49ers hoping for big things from rookie linemen | TahoeDailyTribune.com

49ers hoping for big things from rookie linemen

The Associated Press

SANTA CLARA – The youngest member of the San Francisco 49ers grew up quickly this summer.

“I came into training camp when I was about 20,” Anthony Davis said Monday. “Now I’m about 25.”

Like the team around him, Davis is anxious to see if that maturity carries over to the regular season. The rookie will get the chance Sunday when he makes his starting debut at right tackle as the 49ers open the season at Seattle.

Davis, the No. 11 overall selection in this year’s NFL draft, is one of two first-round draft picks who earned starting jobs this summer along San Francisco’s offensive line, the team’s biggest problem area in recent seasons.

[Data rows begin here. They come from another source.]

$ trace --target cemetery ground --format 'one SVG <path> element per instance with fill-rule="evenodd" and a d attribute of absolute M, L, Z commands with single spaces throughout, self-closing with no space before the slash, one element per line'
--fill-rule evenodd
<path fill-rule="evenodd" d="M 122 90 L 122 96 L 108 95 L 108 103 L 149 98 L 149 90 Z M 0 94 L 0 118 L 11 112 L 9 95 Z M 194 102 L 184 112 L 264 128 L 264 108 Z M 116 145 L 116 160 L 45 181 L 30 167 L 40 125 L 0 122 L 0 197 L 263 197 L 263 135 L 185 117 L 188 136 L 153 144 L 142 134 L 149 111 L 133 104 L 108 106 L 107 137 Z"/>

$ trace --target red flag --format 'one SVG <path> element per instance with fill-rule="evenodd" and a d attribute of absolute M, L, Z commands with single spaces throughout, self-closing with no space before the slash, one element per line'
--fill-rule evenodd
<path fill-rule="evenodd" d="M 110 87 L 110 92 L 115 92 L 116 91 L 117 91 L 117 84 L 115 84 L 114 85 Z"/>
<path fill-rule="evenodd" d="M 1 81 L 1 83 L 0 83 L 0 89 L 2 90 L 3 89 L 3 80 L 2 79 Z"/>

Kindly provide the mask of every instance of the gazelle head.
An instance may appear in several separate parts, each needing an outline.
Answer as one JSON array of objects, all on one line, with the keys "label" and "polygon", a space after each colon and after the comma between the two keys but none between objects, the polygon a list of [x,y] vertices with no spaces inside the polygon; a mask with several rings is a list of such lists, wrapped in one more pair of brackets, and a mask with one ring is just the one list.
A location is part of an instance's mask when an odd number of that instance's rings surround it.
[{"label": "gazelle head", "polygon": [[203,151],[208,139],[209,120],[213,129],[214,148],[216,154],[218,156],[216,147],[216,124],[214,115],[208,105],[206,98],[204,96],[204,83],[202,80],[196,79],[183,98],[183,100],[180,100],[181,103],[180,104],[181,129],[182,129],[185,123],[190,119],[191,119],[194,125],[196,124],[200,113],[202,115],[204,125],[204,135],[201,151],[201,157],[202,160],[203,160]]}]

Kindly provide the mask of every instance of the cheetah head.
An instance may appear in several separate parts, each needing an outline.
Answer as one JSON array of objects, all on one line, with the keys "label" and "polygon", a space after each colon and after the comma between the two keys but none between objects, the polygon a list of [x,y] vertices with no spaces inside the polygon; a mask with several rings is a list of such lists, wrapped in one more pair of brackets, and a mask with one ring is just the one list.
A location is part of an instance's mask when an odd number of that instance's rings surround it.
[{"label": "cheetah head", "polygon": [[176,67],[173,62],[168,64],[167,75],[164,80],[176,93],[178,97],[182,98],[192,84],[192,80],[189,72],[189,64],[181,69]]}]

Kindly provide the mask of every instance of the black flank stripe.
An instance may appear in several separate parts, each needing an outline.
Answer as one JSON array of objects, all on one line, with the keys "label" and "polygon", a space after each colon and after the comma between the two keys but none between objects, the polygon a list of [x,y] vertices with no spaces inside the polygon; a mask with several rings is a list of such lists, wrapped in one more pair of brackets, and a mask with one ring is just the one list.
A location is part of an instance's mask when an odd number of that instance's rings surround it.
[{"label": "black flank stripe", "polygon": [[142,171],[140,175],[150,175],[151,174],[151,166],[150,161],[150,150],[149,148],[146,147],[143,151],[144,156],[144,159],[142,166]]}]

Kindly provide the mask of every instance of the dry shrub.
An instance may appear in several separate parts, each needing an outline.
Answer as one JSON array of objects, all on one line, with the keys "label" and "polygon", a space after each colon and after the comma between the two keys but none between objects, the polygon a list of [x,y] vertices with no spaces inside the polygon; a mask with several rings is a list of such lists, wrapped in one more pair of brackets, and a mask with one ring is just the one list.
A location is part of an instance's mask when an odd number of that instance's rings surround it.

Mike Iupati, the No. 17 overall selection in the draft, will start across the line from Davis at left guard. The 49ers are counting on both youngsters to upgrade an offense that hasn’t finished higher than 23rd in the NFL rankings since 2003.

Davis, who doesn’t turn 21 until October, will become one of the youngest players in team history to start a season opener. Iupati, 23, also made a strong enough impression this summer for the 49ers to believe he’s ready to handle a starting role in the NFL trenches.

“They better be,” coach Mike Singletary said. “They’ve done a great job and have continued to work their tails off. Both young men are impressive in their own right and have continued to make great strides. I’m really excited we have both of them. But now is not the time to ask if they’re ready. It’s on now, so they better be.”

The 49ers will learn quickly just how far along the young linemen have come. They open at Seattle’s Qwest Field, notoriously one of the NFL’s noisiest stadiums and toughest venues for opposing teams.

Since 2005, Seahawks opponents have been flagged an NFL-high 95 false-start penalties. The 49ers have regularly struggled with the conditions in Seattle, including last season when a 20-17 loss to the Seahawks in December crippled San Francisco’s playoff hopes.

“It’s a very loud place,” center David Baas said. “But we still have to go out there and execute. We still have to go out there and dominate. In order for us to do that, we all have to be working together. It doesn’t matter if they’re a rookie or not.”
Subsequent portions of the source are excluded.